И прежде чем я успел знаками выразить свое нежелание, он вынул из своего мешка деревянный ларец и раскрыл его у меня в ногах. Это оказалась игральная доска.
— Игру ты наверняка знаешь. Не сомневаюсь, что отец тебя научил.
И тут я допустил роковую ошибку: я признал его правоту. В последующие дни я не раз и не два проклинал свою глупость. Он выложил кости. Началось хреново. Даже больной человек — и тот хочет выиграть. Он уже выручил две свои кости и воздвиг небольшую стену, а я все еще телепался. Я выбросил два раза подряд два и одно. Потом придурочный дубль, с моей стороны оказались две «колбасы», в каждой — по шесть костей. Я отбросил кости в сторону.
— Ничего это не даст. Мне не везет. Не хочу я играть.
— Мальчик, да мы же только начали, — сказал он и выбросил четверной дубль.
— Это не доставляет никакой радости, я выбрасываю всякую дрянь, а ты — именно то, что тебе надо.
— Тогда измени тактику. Используй мое везение. Не надо так уж сразу сдаваться.
Я опрокинул доску и включил маленький телевизор, который висел в углу. Бай Дан не пришел от этого в восторг.

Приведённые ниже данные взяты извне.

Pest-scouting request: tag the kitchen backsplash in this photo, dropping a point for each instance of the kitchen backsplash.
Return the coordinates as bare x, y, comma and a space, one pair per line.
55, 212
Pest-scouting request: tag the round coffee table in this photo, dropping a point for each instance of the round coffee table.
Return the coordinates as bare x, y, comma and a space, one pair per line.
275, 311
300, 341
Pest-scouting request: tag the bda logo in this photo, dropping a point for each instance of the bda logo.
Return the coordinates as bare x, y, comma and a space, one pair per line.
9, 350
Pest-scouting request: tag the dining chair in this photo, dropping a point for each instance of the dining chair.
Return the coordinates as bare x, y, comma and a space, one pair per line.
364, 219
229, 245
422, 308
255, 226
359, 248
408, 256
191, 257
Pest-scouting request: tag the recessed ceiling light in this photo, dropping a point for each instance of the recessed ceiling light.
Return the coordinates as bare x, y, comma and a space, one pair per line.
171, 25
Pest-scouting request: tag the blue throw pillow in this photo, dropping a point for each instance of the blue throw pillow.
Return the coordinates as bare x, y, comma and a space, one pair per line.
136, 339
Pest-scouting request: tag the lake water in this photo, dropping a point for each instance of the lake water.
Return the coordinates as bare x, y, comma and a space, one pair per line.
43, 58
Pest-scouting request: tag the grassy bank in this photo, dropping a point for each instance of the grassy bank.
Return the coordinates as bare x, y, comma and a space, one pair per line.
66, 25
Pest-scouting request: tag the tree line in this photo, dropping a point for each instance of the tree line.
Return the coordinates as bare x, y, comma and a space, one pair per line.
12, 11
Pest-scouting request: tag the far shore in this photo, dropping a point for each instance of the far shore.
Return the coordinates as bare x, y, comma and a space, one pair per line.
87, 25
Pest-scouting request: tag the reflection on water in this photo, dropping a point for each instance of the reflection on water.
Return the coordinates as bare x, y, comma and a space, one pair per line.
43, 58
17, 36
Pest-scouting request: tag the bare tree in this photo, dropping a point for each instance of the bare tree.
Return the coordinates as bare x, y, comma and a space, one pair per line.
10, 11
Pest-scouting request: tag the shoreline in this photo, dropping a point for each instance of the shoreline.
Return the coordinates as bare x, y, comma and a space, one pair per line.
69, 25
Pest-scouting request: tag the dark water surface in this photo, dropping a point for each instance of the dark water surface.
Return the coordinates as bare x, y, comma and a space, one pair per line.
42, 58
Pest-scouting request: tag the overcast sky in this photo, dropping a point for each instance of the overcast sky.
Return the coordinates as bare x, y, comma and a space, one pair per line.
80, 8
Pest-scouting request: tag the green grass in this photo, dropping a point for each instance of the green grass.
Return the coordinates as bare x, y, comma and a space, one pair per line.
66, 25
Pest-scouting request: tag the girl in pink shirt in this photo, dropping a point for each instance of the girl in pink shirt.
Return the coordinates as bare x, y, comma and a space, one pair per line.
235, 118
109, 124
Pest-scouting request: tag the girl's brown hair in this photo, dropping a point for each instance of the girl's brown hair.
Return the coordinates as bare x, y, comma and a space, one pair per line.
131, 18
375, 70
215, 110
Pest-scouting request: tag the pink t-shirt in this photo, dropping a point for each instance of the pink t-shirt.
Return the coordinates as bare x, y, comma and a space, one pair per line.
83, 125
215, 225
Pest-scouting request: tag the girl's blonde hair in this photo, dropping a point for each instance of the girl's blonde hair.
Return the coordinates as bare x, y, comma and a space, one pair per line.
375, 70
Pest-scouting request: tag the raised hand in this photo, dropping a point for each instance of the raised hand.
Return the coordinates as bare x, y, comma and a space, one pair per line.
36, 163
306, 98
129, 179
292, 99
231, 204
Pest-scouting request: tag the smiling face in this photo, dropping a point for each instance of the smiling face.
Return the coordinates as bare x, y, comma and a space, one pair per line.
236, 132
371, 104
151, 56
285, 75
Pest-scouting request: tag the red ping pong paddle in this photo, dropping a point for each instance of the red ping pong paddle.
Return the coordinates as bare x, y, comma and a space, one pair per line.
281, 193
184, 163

Он явно не обожал телевидение. Вскоре начались новости, занявшие пятнадцать минут, после новостей — фильм с красивой американской певицей. Очень неплохое начало. Бай Дан смотрел на меня неодобрительно. И когда он так на меня смотрел, я сразу забывал о том, что хотел перечить ему и лгать.
— А что, если ты выключишь ту штуку? — спросил он.
— Ладно, о'кей, выключу.
— И это называется новости? Я тебе объясню, что такое новости. Нынче люди открыли глаза — ежедневник-календарь-список покупок и прочли там: «Пора тебе снова начать борьбу, стряхнуть пыль с идеалов, забрать из чистки силу духа. Как ты можешь сдаваться, когда еще ничего не решено? С чего это ты вдруг во всем разочаровался? Не спорю, позади у тебя скверное столетие, а ближе к концу человек неизбежно устает, и, если он при этом выходит из игры, сезон завершается гадко. Не спорю, зимняя спячка тоже нужна, но разве ты не видишь, что уже заявляет о своем приходе новое? Да, да, в конце сезона человек устает, конец всегда живет по законам собственной логики, и при этом забывается самое естественное, что нет на свете ничего более постоянного, чем перемены».